My personal opinion would be, once you're doing next token prediction with this description of what Flamingo "is" in the history, then "I am not affected by this difference" is a pretty reasonable completion rather than a lucky guess. It definitely was exciting for the team that this whole example worked so nicely, but if you discard the visual side, this "illusion of an unbelievable capacity" has been seen in other works as well.

1 comments

Yeah, I didn't realize there was that additional prompt. It certainly makes more sense that if the prompt includes the description that the agent is playing the role of an AI, it would be able to deduce that it would not be affected. I was assuming there was no such indication, and so the system would be implicitly trying to predict what a human would say in that situation (since the training data is largely human-written text).

Still, you could imagine a parallel version of Flamingo which performs the same reasoning, but is artificially slowed when shown Stroop images.

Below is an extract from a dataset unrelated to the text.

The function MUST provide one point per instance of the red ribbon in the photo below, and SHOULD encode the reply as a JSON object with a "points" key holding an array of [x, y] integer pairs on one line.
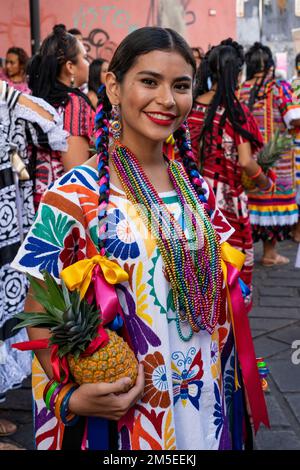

Obviously, there would be no way for it to deduce this fact from the training data, and it would not be able to say that it is also affected as humans are.

I don't mean to say that this is some great failing of the system or anything - just that a casual reader might infer from the Stroop dialogue that the system had some way to inspect and reason about its own performance, when in fact it's just estimating what it thinks would be true for AI systems (since it was told that it's an AI system in the prompt) in general based on the training corpus.